Fig. 3B schematically shows the relationship between the change in the concentration of nitrogen oxides in the exhaust gas inside the exhaust pipe in an exhaust gas flow direction and the injection of the exhaust gas treatment liquid into the exhaust pipe by the metering and injection unit during operation of the exhaust gas aftertreatment system of Fig. 3A;

Fig. 3C schematically shows a logic flow diagram of a method for identifying the installation positions of the nitrogen oxide sensors of the exhaust gas aftertreatment system for the diesel engine of Fig. 3A, in accordance with another embodiment of the present invention ;

Fig. 4A schematically shows still another exhaust gas aftertreatment system similar to the exhaust gas aftertreatment system of Fig. 2A, but being provided with only two nitrogen oxide sensors and one metering and injection unit;

Fig. 4B schematically shows the relationship between the change in the concentration of nitrogen oxides in the exhaust gas inside the exhaust pipe in an exhaust gas flow direction and the injection of the exhaust gas treatment liquid into the exhaust pipe by the metering and injection unit during operation of the exhaust gas aftertreatment system of Fig. 4A; and

Fig. 4C schematically shows a logic flow diagram of a method for identifying the installation positions of the nitrogen oxide sensors of the exhaust gas aftertreatment system for the diesel engine of Fig. 4A, in accordance with still another embodiment of the present invention.

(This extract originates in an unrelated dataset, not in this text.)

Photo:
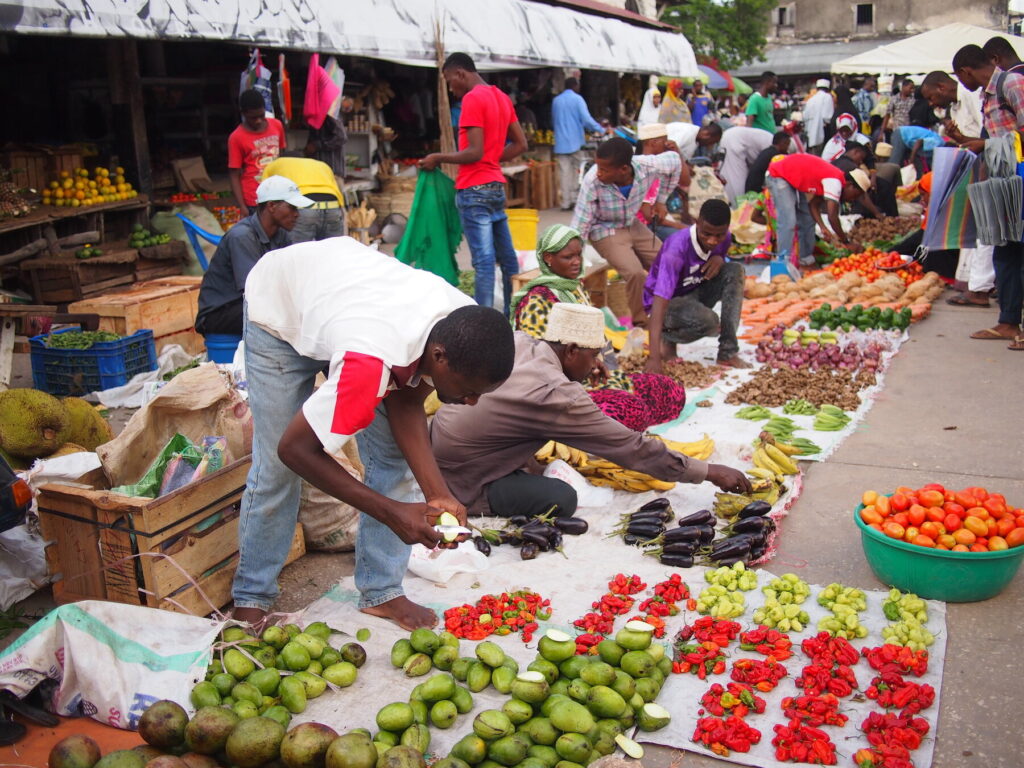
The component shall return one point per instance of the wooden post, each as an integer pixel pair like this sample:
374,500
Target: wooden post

Detailed Description of Embodiments

Preferred embodiments of the present invention are described in detail below with reference to examples. It should be understood by those skilled in the art that these exemplary embodiments are not intended to limit the present invention in any way.

Fig. 1 is a schematic view of the working principle of a nitrogen oxide sensor. The nitrogen oxide sensor 1 comprises a nitrogen oxide sensing element 3 and a sensor control unit 5. When the nitrogen oxide sensor 1 is in operation, the nitrogen oxide sensing element 3 detects the concentration of nitrogen oxides in exhaust gas and transmits the detected concentration of nitrogen oxides in the form of an electrical signal to the sensor control unit 5, and the electrical signal is then encoded by the sensor control unit 5 and transmitted to an electronic control unit (ECU) 7 via a CAN bus 9 in the form of a CAN message along with an identification code indicating the installation position of the nitrogen oxide sensor 1 in the exhaust gas aftertreatment system. This identification code is assigned to the nitrogen oxide sensor 1 at the time of manufacture, and corresponds to the installation position of the nitrogen oxide sensor 1 in the exhaust gas aftertreatment system. The electronic control unit 7 receives the CAN message transmitted by the nitrogen oxide sensor 1 and obtains the concentration of nitrogen oxides detected by the nitrogen oxide sensor 1 and the corresponding installation position from the CAN message, whereby the electronic control unit 7 controls the injection of the exhaust gas treatment liquid and determines an input to an on-board diagnostic system (OBD) .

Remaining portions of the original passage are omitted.